CleanApp; Patreon; Indices; Support

CleanApp

A few weeks ago, I wrote about wishing that an app to let you Anki your marketing site pages existed, and my friend Rasul built exactly that. I highly recommend you go out and try it:

I have had my account active for six days as of writing this, and therefore have received six marketing site pages every morning. Four of those six pages are ones that I have not looked at in over a year, and I immediately found small issues or improvements to all of them. It's a very small little ritual, but one that feels particularly high signal to noise relative to other ways I could throw spaghetti at the wall. (Thanks, Rasul!)


Patreon

It feels both crass for me to opine on this and silly for me not to: Patreon is essentially running Substack's playbook against it, luring over some of their larger writers with upfront commitments.

From a game theoretic perspective, the argument for doing this is a simple one: Patreon has presumably a decent amount of cash reserves that they're not investing in other things and they believe that whatever amortized upfront costs there is in growing the size of their network will be offset by the value of the network effects and lock-in, either implicit or explicit, that ensues.

I'm not fundamentally against the theory behind the theory, so to speak — it makes sense, but I remain fairly bearish on the concept of “network effects for writers staying within any walled garden”, no matter the height or translucency of the walls.

We have made a conscious choice not to pursue social networking and not to pursue community building across authors (even though that a perfectly rational thing for authors to want!) — it is not the game we want to play, and nothing in that realm has really changed.

One exception to all of this “meh”, though, is my one true concern with this move — paid subscriptions.

Many of Patreon's users cannot migrate off of Patreon because Patreon has rolled their own payments infrastructure, meaning that an author looking to leave Patreon and go to another service would be unable to do so without having to recreate those transactions themselves and ask existing patrons to re-subscribe.

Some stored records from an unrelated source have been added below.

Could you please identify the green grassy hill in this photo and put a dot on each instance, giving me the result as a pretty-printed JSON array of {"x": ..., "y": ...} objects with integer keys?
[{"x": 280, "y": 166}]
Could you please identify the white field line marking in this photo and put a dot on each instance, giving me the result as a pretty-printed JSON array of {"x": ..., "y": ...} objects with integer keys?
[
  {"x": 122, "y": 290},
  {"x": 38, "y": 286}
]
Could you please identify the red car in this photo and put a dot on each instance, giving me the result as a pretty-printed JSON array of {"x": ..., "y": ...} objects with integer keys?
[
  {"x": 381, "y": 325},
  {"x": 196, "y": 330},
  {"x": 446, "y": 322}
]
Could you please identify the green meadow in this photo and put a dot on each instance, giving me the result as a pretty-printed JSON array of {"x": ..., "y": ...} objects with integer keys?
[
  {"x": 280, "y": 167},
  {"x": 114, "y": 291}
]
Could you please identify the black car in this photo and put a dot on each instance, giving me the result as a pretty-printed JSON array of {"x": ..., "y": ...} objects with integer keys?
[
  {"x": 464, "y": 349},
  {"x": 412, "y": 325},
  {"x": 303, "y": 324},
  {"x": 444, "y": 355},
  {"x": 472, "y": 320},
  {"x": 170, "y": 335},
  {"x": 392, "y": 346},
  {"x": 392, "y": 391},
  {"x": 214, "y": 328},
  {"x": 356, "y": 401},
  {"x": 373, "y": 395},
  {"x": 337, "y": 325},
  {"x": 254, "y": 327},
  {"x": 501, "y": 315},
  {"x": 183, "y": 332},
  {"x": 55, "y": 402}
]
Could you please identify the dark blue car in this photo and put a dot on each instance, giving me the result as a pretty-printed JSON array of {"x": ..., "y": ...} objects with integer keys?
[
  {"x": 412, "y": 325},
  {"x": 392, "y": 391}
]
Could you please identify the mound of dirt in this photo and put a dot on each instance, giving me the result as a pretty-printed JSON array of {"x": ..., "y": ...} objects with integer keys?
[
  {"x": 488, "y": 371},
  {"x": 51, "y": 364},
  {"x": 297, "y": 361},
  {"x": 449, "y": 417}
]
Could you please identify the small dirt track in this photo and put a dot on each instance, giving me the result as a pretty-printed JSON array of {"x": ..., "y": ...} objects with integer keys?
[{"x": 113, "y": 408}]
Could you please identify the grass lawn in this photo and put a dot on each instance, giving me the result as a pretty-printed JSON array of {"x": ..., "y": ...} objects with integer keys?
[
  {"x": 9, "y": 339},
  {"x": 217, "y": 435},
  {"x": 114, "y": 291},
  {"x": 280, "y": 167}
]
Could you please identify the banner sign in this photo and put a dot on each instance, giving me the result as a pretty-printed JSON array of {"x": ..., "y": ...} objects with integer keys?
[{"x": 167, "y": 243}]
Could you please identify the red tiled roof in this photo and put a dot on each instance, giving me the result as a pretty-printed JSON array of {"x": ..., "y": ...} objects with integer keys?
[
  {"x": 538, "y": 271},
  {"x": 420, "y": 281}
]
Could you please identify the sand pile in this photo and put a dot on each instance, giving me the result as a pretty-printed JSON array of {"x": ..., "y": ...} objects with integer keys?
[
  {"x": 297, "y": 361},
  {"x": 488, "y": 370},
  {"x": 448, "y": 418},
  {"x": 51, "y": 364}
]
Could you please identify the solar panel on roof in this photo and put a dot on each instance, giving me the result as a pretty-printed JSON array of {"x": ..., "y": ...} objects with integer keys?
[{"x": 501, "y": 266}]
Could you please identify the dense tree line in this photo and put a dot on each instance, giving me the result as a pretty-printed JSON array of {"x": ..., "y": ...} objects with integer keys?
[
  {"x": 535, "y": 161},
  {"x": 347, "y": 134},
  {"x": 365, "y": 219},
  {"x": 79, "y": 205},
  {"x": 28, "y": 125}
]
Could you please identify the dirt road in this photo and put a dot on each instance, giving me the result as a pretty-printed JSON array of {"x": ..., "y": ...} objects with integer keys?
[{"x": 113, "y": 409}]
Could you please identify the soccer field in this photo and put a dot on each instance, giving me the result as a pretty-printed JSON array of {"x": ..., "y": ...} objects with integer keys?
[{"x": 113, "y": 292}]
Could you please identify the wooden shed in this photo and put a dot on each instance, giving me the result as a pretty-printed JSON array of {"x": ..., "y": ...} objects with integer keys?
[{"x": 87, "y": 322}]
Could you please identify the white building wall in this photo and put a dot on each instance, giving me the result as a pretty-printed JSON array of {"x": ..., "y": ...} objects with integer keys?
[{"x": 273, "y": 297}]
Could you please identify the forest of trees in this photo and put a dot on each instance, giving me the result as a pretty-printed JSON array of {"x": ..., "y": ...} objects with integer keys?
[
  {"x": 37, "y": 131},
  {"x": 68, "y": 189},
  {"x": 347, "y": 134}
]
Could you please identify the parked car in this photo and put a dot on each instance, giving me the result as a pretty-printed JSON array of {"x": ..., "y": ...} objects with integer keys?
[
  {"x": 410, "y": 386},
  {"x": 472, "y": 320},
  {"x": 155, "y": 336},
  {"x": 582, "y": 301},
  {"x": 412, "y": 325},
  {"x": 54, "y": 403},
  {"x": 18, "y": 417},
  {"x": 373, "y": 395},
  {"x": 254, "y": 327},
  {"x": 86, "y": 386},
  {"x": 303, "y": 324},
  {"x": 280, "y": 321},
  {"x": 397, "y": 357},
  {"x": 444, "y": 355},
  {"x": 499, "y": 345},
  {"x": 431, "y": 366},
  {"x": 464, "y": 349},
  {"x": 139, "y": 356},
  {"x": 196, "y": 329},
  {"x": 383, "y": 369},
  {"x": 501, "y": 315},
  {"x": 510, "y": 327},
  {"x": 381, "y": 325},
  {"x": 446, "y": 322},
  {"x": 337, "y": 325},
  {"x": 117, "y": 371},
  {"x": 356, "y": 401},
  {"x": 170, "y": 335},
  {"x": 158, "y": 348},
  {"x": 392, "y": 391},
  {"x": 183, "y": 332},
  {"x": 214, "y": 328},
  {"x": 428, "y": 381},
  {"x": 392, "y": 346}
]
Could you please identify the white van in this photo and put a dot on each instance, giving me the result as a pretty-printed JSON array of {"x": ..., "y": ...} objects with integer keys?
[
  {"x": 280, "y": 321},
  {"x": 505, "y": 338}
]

It’s not super obvious how widespread that is — Patreon’s docs mention Stripe a lot, so perhaps they’ve moved over fully to a Connect model — but it’s something we need to get a much better understanding of.


Indices

Mati is still plugging away at evaluating a new vendor for our rapidly-growing RDS instance, and one sidequest in service of that is slimming down our database. He discovered that around ~300gb of storage was allocated towards indices that have never been read, which, yikes.

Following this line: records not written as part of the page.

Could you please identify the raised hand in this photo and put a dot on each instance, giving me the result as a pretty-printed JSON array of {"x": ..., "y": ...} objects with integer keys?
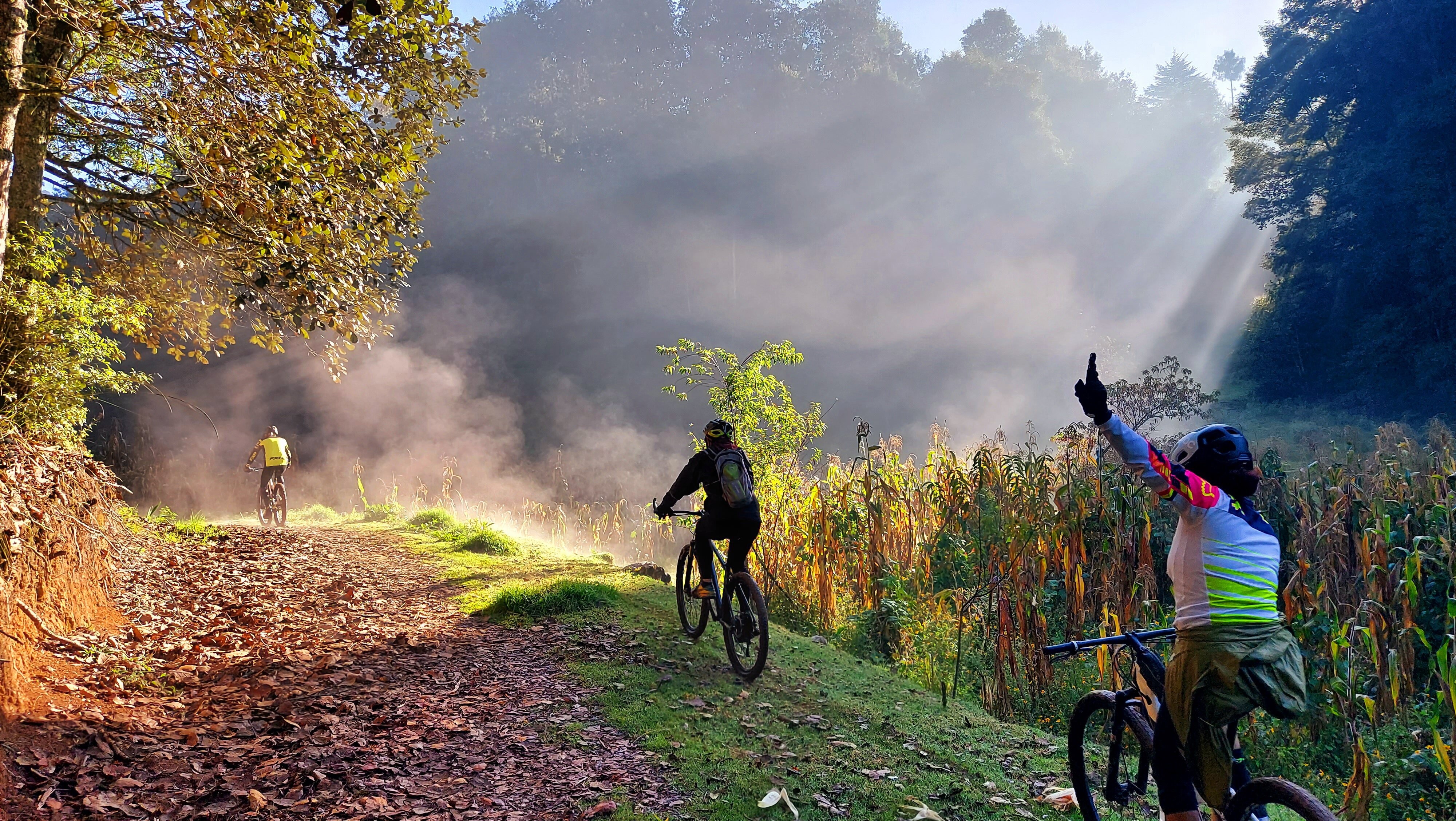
[{"x": 1093, "y": 395}]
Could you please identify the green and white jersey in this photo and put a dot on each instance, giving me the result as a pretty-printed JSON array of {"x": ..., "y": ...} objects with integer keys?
[{"x": 1225, "y": 557}]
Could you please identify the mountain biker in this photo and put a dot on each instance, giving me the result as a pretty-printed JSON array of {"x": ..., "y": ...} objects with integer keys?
[
  {"x": 1233, "y": 653},
  {"x": 277, "y": 458},
  {"x": 729, "y": 513}
]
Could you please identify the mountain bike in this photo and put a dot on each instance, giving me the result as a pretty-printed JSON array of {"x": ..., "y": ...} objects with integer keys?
[
  {"x": 1103, "y": 718},
  {"x": 274, "y": 510},
  {"x": 737, "y": 605}
]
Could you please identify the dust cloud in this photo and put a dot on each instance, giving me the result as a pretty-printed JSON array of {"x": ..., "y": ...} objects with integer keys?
[{"x": 943, "y": 241}]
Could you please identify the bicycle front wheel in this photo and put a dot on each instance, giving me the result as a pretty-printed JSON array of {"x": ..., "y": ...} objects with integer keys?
[
  {"x": 1283, "y": 800},
  {"x": 1110, "y": 774},
  {"x": 748, "y": 631},
  {"x": 691, "y": 612}
]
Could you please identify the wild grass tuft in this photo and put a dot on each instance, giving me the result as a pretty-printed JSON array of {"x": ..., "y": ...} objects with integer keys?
[
  {"x": 385, "y": 512},
  {"x": 481, "y": 538},
  {"x": 317, "y": 515},
  {"x": 433, "y": 519},
  {"x": 551, "y": 599}
]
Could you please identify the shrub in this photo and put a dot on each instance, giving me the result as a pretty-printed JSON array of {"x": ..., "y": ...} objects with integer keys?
[
  {"x": 433, "y": 519},
  {"x": 551, "y": 599}
]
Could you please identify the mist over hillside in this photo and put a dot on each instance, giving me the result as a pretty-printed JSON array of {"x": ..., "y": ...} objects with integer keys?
[{"x": 943, "y": 241}]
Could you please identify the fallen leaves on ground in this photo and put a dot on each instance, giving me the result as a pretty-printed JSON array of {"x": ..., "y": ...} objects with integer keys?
[
  {"x": 317, "y": 673},
  {"x": 1059, "y": 798},
  {"x": 780, "y": 796},
  {"x": 917, "y": 810}
]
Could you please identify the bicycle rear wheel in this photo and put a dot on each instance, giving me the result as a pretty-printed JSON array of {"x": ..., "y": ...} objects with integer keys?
[
  {"x": 1283, "y": 800},
  {"x": 748, "y": 631},
  {"x": 1094, "y": 753},
  {"x": 280, "y": 507},
  {"x": 685, "y": 602}
]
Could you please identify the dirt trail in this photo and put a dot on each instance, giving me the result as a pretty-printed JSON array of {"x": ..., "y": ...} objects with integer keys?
[{"x": 317, "y": 673}]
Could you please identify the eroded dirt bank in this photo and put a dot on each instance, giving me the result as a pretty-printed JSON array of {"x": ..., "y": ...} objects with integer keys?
[{"x": 312, "y": 673}]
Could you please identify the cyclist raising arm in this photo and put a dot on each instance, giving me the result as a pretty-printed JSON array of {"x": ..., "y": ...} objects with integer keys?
[
  {"x": 277, "y": 458},
  {"x": 1234, "y": 653}
]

We’ve since purged those indices; I went the extra mile and wrote a short checker to ping us whenever an unused index (defined as “no reads within 30 days”) surpasses a gigabyte. The list of things that are roughly described as "oh, you know what it might be? check this —” easily grows mammoth: any chance we get to let the machines remember for us, we must take with two hands outstretched.


Docs site

I talked a little bit about this in Planning; Database; Onboarding; Home!, but one downside of being a general-purpose tool that is both used by consumers and businesses means that there's a lot of things that we have to say at a lot of different levels of depth of the business:

  1. There are people who are starting a newsletter for the first time versus people who are importing data;

  2. There are people who are primarily just interested in sending out to friends versus people who are interested in monetization;

  3. There are people who know what HTML is, and people who do not;

  4. et cetera, ad infinitum.

One of the big challenges is how we balance the main quest and the side quests, while knowing (to really torture the MMO metaphor) that some people want to turn the tutorials off and just jump to the endgame.

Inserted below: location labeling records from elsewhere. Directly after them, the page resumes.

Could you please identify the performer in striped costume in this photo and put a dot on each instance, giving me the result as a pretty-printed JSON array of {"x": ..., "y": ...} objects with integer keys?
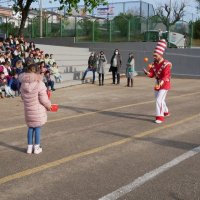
[{"x": 160, "y": 69}]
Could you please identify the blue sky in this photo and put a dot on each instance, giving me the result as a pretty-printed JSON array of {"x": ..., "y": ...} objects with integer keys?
[{"x": 190, "y": 10}]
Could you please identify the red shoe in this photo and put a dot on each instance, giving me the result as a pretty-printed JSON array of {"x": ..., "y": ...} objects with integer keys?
[
  {"x": 167, "y": 114},
  {"x": 159, "y": 119}
]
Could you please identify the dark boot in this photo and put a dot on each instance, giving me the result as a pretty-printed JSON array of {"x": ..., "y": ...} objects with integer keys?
[
  {"x": 128, "y": 82},
  {"x": 102, "y": 79},
  {"x": 131, "y": 82},
  {"x": 118, "y": 78}
]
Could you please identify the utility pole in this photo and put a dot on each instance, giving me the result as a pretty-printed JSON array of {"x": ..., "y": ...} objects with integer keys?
[
  {"x": 41, "y": 25},
  {"x": 170, "y": 7}
]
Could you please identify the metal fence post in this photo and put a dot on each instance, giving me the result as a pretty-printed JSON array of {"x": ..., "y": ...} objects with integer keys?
[
  {"x": 110, "y": 31},
  {"x": 61, "y": 27},
  {"x": 129, "y": 29},
  {"x": 93, "y": 30}
]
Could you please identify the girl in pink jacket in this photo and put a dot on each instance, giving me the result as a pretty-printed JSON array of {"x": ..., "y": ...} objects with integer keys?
[{"x": 36, "y": 103}]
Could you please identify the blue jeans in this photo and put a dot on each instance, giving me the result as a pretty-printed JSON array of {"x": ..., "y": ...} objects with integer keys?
[
  {"x": 87, "y": 70},
  {"x": 30, "y": 135}
]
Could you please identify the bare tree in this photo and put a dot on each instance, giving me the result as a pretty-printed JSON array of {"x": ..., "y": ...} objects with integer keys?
[
  {"x": 198, "y": 4},
  {"x": 170, "y": 14},
  {"x": 23, "y": 7}
]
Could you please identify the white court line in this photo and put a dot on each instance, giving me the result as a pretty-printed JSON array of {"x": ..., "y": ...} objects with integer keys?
[{"x": 150, "y": 175}]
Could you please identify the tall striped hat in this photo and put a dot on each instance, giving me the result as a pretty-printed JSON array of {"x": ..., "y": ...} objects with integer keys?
[{"x": 160, "y": 47}]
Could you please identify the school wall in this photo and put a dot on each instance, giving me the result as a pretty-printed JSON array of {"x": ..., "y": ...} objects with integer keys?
[{"x": 186, "y": 62}]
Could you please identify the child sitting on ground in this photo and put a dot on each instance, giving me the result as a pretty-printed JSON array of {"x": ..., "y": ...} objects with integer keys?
[{"x": 55, "y": 72}]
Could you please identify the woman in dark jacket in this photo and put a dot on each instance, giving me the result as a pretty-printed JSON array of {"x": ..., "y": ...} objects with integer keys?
[{"x": 115, "y": 65}]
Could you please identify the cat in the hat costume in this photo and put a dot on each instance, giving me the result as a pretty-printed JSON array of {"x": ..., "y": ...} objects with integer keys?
[{"x": 160, "y": 69}]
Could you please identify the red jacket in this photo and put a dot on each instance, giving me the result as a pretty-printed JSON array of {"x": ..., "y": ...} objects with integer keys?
[{"x": 161, "y": 71}]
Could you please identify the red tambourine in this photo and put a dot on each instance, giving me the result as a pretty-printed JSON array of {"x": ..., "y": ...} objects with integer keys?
[{"x": 54, "y": 107}]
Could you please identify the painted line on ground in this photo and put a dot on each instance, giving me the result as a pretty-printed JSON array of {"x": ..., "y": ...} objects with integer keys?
[
  {"x": 95, "y": 112},
  {"x": 64, "y": 160},
  {"x": 150, "y": 175}
]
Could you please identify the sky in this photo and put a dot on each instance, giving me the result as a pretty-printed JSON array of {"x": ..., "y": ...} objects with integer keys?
[{"x": 190, "y": 9}]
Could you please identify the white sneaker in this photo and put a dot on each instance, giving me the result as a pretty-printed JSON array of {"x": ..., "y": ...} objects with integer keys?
[
  {"x": 37, "y": 149},
  {"x": 29, "y": 149},
  {"x": 158, "y": 121}
]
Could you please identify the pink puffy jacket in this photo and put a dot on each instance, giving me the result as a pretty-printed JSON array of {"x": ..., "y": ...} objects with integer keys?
[{"x": 36, "y": 102}]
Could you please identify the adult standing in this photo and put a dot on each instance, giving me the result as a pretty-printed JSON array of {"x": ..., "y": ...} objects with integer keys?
[
  {"x": 92, "y": 65},
  {"x": 115, "y": 65},
  {"x": 161, "y": 70},
  {"x": 36, "y": 103},
  {"x": 130, "y": 70},
  {"x": 101, "y": 67}
]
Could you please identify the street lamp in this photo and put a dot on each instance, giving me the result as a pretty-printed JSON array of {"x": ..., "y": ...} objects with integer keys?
[{"x": 41, "y": 26}]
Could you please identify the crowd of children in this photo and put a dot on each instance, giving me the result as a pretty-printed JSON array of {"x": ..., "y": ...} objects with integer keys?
[{"x": 16, "y": 55}]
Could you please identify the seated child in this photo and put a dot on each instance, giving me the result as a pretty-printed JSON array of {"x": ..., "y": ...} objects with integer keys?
[
  {"x": 48, "y": 82},
  {"x": 55, "y": 72},
  {"x": 15, "y": 84}
]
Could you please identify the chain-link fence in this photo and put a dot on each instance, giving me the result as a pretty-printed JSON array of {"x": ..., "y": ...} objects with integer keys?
[{"x": 116, "y": 22}]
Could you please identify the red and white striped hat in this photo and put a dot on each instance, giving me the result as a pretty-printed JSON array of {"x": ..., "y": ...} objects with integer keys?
[{"x": 160, "y": 47}]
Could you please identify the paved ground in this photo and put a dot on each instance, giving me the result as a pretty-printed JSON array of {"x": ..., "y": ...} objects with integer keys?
[{"x": 103, "y": 144}]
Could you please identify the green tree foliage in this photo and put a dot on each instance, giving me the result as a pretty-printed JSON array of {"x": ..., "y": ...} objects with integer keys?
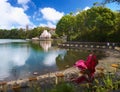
[
  {"x": 66, "y": 26},
  {"x": 95, "y": 24},
  {"x": 109, "y": 1}
]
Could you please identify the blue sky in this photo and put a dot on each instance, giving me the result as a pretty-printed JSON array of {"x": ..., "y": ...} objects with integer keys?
[{"x": 19, "y": 13}]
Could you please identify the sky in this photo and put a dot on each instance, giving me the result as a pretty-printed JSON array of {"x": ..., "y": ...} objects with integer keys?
[{"x": 34, "y": 13}]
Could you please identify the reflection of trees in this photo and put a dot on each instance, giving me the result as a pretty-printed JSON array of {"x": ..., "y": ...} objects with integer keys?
[
  {"x": 40, "y": 45},
  {"x": 72, "y": 56},
  {"x": 35, "y": 45},
  {"x": 45, "y": 45}
]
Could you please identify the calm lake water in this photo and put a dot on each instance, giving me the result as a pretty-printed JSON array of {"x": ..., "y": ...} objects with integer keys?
[{"x": 21, "y": 58}]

There is surprisingly little prior art here. I turn to the usual suspects and am left wanting:

  1. Stripe’s exploratory documentation is, despite their reputation, extremely fuzzy.

  2. Attio’s docs are much more unified and narrative, but lean heavily on video (which might be the right move, but is a hard pivot for us to make)

  3. Things’ docs are great, but underscore the fundamental simplicity/isolation of the product

One thing I discovered in my survey that we are solely missing: Linear has a conceptual model doc , which is brilliant.